The two sides will work to "ensure maximum support on global 2030 targets for the tripling of renewable energy and doubling of energy efficiency," a statement agreed after a meeting of officials in Brussels said.

"These targets would support the transition towards energy systems free of unabated fossil fuels."

Unabated fossil fuels are those that do not use technology to capture the CO2 emissions produced from burning them.

The EU and COP28 hosts UAE will also work together on establishing a fund to address irreparable damage climate change is causing in vulnerable countries, they said. Countries agreed last year to launch that fund, but have yet to negotiate how it will work and where the money will come from.

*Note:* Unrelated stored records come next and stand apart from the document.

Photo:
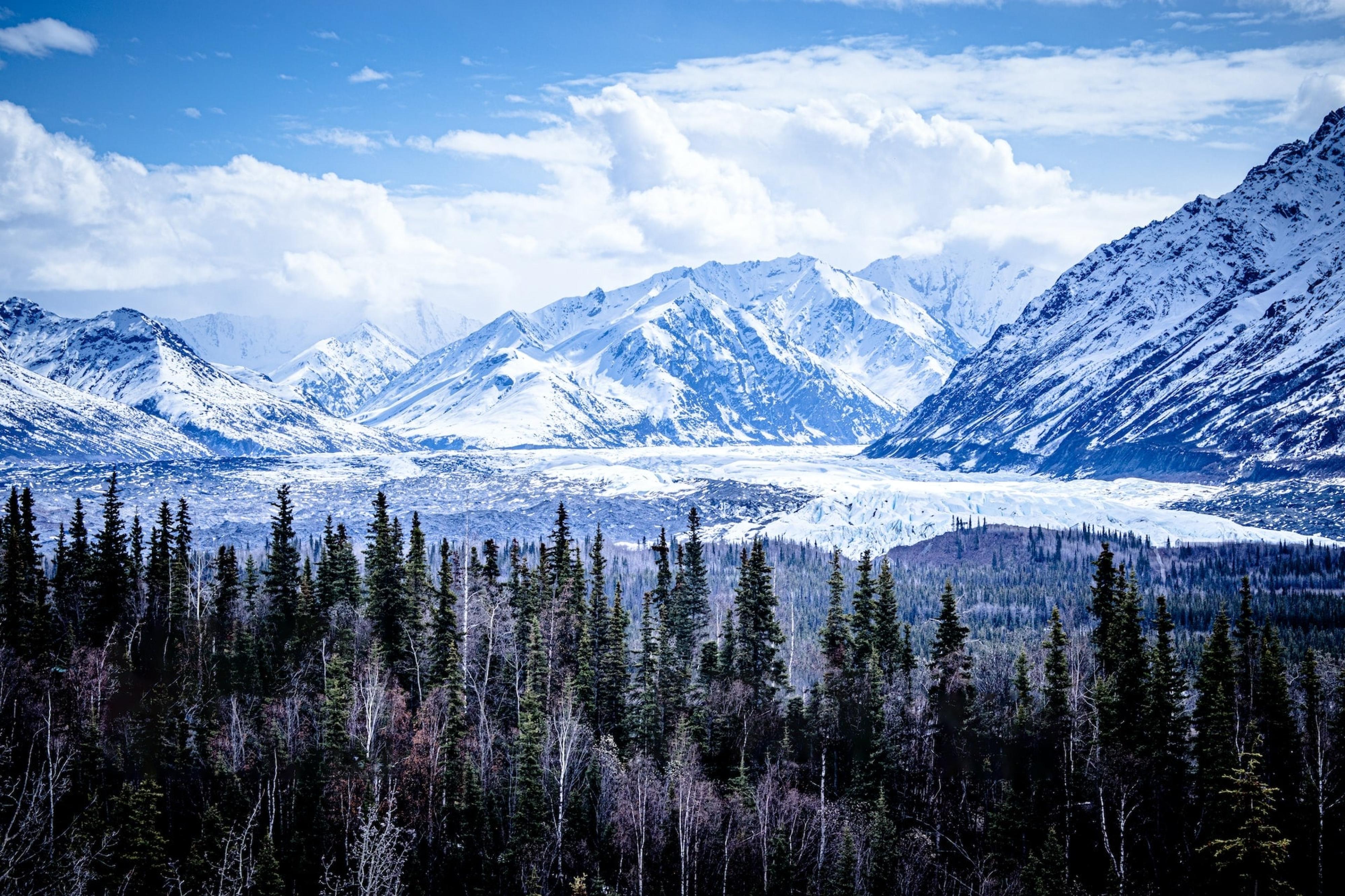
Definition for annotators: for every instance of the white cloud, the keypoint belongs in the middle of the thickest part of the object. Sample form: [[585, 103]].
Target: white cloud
[[1317, 95], [1315, 9], [354, 140], [1135, 91], [849, 153], [40, 38], [368, 75], [626, 192]]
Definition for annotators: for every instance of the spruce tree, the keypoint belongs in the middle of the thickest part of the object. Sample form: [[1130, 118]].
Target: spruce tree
[[835, 638], [180, 564], [1217, 752], [861, 613], [590, 681], [446, 640], [1250, 857], [615, 670], [111, 570], [389, 606], [952, 692], [282, 574], [1105, 597], [1281, 746], [649, 723], [887, 627], [757, 650], [696, 595], [159, 570]]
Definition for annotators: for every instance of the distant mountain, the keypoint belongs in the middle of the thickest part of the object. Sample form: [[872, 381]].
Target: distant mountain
[[45, 420], [131, 358], [1207, 345], [341, 374], [783, 352], [976, 295], [423, 326], [259, 343]]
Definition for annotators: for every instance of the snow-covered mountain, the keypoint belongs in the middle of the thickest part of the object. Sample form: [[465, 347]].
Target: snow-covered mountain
[[341, 374], [45, 420], [423, 327], [127, 357], [1203, 345], [259, 343], [781, 352], [973, 294]]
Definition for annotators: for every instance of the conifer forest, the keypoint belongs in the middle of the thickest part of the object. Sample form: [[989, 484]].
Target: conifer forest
[[380, 709]]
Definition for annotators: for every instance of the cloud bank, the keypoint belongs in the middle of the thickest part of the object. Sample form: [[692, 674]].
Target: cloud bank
[[40, 38], [849, 153]]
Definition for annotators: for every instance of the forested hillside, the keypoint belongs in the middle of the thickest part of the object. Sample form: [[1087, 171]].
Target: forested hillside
[[381, 711]]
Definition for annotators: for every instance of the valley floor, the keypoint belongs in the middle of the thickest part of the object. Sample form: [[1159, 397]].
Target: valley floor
[[829, 496]]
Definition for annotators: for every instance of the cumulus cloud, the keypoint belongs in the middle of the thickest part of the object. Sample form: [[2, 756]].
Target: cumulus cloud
[[368, 75], [1317, 95], [625, 190], [40, 38]]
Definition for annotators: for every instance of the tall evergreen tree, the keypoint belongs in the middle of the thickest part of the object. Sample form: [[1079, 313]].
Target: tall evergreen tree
[[757, 652], [111, 570], [887, 627], [649, 723], [1106, 594], [1217, 750], [952, 691], [1278, 730], [861, 613], [282, 574], [389, 606]]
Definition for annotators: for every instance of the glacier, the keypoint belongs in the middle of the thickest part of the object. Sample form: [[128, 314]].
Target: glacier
[[787, 352], [822, 494], [131, 358]]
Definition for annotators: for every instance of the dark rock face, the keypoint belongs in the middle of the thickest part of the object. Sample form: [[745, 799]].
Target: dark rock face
[[1204, 346]]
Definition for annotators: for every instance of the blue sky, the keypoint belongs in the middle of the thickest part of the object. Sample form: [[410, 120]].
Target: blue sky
[[498, 155]]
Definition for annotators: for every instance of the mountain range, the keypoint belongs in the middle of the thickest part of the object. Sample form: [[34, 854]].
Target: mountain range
[[787, 352], [1210, 345], [1207, 345], [127, 357]]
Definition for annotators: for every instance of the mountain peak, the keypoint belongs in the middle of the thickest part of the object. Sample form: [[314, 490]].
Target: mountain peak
[[1200, 346]]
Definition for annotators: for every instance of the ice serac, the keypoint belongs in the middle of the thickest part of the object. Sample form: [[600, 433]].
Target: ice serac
[[1207, 345], [973, 294], [46, 420], [342, 373], [789, 352], [123, 356]]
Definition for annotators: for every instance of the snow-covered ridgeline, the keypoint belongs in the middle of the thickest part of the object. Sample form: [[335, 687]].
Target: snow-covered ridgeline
[[1207, 345]]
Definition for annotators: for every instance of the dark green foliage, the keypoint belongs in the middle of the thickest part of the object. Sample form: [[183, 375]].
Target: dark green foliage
[[259, 715], [1217, 750]]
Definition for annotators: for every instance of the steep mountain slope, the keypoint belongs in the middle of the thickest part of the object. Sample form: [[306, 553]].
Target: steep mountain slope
[[341, 374], [777, 352], [259, 343], [45, 420], [131, 358], [1204, 345], [423, 326], [976, 295]]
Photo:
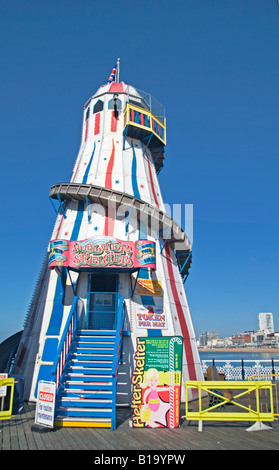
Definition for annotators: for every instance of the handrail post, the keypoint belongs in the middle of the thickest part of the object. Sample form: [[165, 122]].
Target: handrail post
[[65, 343]]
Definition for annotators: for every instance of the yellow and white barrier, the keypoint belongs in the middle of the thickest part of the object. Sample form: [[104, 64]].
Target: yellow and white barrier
[[245, 396]]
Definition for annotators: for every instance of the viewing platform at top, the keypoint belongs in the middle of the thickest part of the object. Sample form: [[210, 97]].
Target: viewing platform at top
[[144, 119]]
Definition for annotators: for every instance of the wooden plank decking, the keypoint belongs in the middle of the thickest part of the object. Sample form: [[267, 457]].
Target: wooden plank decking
[[21, 433]]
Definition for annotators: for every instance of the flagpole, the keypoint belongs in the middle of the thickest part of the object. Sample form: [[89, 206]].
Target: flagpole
[[118, 70]]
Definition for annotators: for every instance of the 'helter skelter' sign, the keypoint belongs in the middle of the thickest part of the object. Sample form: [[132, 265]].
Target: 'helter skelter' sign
[[102, 252]]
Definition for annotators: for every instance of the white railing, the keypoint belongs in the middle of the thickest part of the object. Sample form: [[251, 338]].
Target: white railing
[[242, 369]]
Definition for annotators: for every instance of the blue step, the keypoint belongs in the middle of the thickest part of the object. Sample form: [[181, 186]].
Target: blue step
[[87, 384]]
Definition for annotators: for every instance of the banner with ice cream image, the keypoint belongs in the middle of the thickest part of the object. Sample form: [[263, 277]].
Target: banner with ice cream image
[[156, 382]]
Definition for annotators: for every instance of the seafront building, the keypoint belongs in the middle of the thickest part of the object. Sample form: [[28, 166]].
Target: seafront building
[[114, 270], [266, 322]]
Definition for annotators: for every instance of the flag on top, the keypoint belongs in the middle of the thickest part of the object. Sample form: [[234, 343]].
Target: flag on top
[[112, 75]]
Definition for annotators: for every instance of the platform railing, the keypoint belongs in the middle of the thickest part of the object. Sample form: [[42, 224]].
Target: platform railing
[[237, 394], [242, 369], [65, 343]]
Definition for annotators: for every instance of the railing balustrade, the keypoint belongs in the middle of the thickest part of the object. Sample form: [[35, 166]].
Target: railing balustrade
[[242, 369]]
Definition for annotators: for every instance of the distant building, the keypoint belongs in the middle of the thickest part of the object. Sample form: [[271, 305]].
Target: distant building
[[266, 322], [211, 335], [241, 339]]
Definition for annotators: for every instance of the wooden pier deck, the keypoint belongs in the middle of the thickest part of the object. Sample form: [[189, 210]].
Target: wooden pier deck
[[21, 433]]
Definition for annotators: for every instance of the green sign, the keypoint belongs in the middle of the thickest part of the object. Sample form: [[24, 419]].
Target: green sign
[[156, 381]]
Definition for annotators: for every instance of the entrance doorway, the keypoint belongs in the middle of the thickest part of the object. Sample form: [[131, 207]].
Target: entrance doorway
[[102, 300]]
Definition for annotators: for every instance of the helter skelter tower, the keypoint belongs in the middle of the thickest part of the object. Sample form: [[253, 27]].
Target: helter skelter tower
[[114, 268]]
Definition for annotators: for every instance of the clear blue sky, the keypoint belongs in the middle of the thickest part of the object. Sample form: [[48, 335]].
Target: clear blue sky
[[214, 65]]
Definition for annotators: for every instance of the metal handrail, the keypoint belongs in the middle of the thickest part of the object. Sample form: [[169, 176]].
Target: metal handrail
[[65, 343], [117, 354]]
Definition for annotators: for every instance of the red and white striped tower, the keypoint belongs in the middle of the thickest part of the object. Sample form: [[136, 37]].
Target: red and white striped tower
[[114, 195]]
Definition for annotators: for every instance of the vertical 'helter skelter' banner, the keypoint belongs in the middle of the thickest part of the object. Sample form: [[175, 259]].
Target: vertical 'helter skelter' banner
[[156, 382]]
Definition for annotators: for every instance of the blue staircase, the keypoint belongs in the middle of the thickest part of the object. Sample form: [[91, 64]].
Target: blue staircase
[[87, 379]]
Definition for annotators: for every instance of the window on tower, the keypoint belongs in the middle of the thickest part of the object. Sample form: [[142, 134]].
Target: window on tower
[[114, 101], [99, 106]]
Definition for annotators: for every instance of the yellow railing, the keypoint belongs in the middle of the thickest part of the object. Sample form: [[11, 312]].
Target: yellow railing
[[237, 394], [145, 120], [275, 386], [6, 398]]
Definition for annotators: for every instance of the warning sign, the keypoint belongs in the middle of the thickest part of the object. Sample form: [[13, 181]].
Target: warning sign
[[45, 404]]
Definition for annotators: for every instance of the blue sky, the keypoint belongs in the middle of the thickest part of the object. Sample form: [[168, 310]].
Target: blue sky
[[214, 65]]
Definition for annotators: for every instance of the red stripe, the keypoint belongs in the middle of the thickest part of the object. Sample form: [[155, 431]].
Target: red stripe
[[182, 321], [108, 180], [152, 184]]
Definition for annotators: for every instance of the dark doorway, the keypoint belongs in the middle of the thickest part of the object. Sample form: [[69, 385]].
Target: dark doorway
[[102, 299]]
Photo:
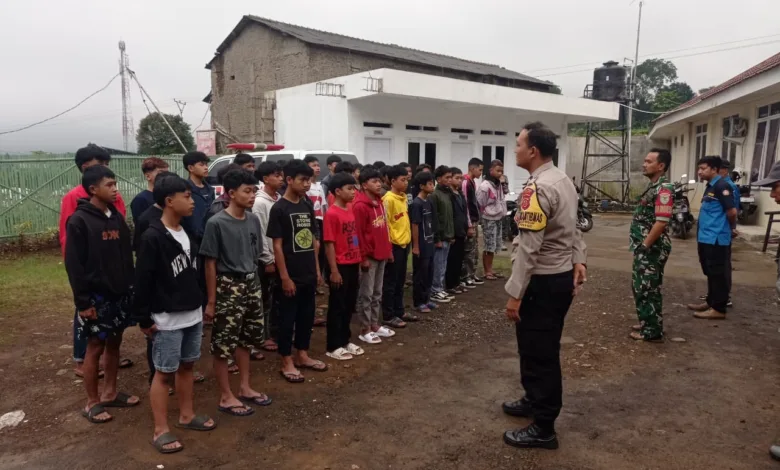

At last year's COP27 U.N. climate summit, countries failed to agree a deal on phasing down the fossil fuel consumption that causes climate change.

A proposal by India to do so won support from more than 80 governments, but Saudi Arabia and other oil- and gas-rich countries opposed it.

Some countries, including members of the European Union, hope to revive the proposal ahead of this year's U.N. climate summit, which begins on Nov. 30 in Dubai.

But countries have already clashed over wording.

The UAE's incoming COP28 President Sultan al-Jaber - who is also the head of the country's national oil company - last month urged countries to focus on "phasing out fossil fuel emissions".

That could allow countries to keep using fossil fuels, while using technology to capture their emissions.

Other nations want a clear commitment to gradually stop using oil, gas and coal.

"We must bring the fossil fuel era to an end and phase out fossil fuels," the Netherlands, Chile, New Zealand and climate-vulnerable island states, including the Marshall Islands, said in a joint letter last month.